Aí, céus, será que matei ele? — Abaixei tocando sua garganta, desejando com todas as forças que o garoto estirado no chão, cujo nome eu não faço ideia, ainda estivesse respirando. Foi um choque e tanto, sempre há uma possibilidade de dar errado quando ocorre dessa forma.


Senti uma gota de suor gelado deslizar por meu rosto, puxei ar tentando me concentrar na pequena tarefa.


Ele está vivo! — Cheguei a quase a verbalizar soltando o ar dos pulmões, aliviada. Não serei presa e julgada por perturbar a paz e uma listinha comprida de delitos relacionados a essa noite pavorosa. Só preciso que ele não se lembre de nada! Isso mesmo, foi tudo um grande sonho maluco. Você nem saiu de casa... Coisinha! Será o nome do provisório dele até que saiba o verdadeiro.


Certo, então como eu carrego ele? Quer dizer, não é nada convincente o papo que ele dormiu a noite inteira se estiver em um beco nos fundos de um prédio suspeito.


Corri os olhos pelo ambiente tentando ter uma ideia brilhante que não correspondesse exatamente ao quesito. Me expor era o principal requisito do desastre completo. Foi uma felicidade só reparar no carrinho de mão encostado na parede com roda e tudo. Estava enferrujado, mas nada de fato perigoso.


Devem ter imaginado que colocá-lo dentro foi um esforço e tanto. Magrinho e pesado esse sujeito!

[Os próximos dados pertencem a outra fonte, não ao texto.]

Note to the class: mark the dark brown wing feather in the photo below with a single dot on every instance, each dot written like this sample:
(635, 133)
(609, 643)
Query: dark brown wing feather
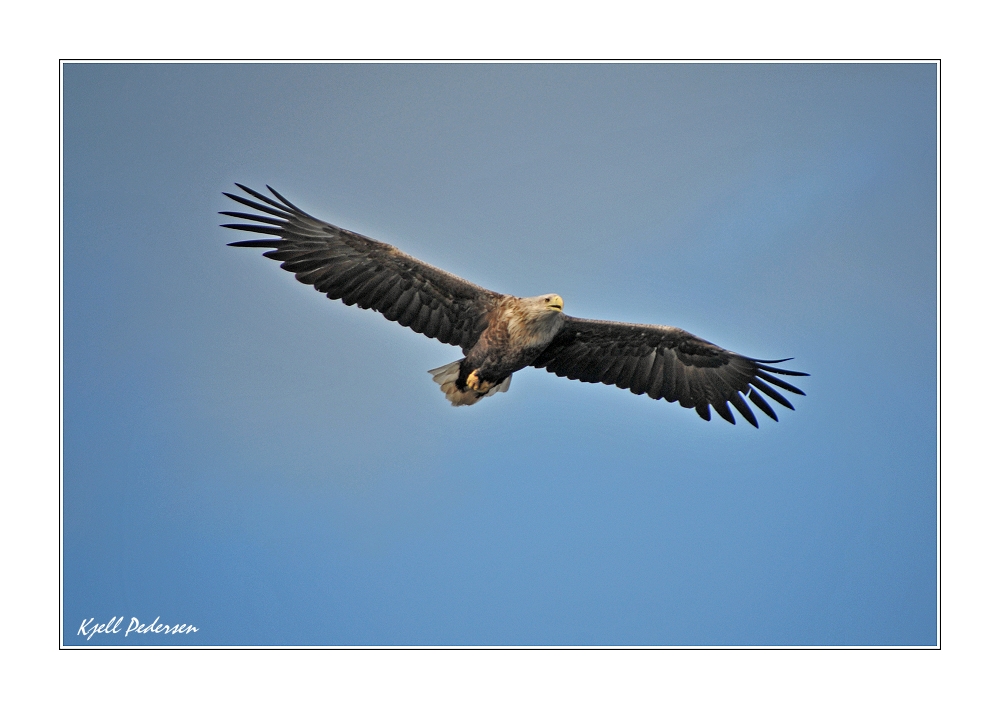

Por sorte, aquela hora a rua em questão estava vazia e pude rebocar o guri sem parecer que estou desovando um corpo. Ele estava vivo e inteiro, independente da possível primeira impressão.


Duas ruas adiante, já sentindo meus braços pedindo socorro, avistei um pequeno grupo de jovens. Pareciam universitários pelas feições e o porte escancarado de álcool. Nem preciso dizer que recebi muitos olhares quando passei, realizando a ilustre tarefa.


— Devagar nisso aí turma, podem acabar igual esse pateta aqui.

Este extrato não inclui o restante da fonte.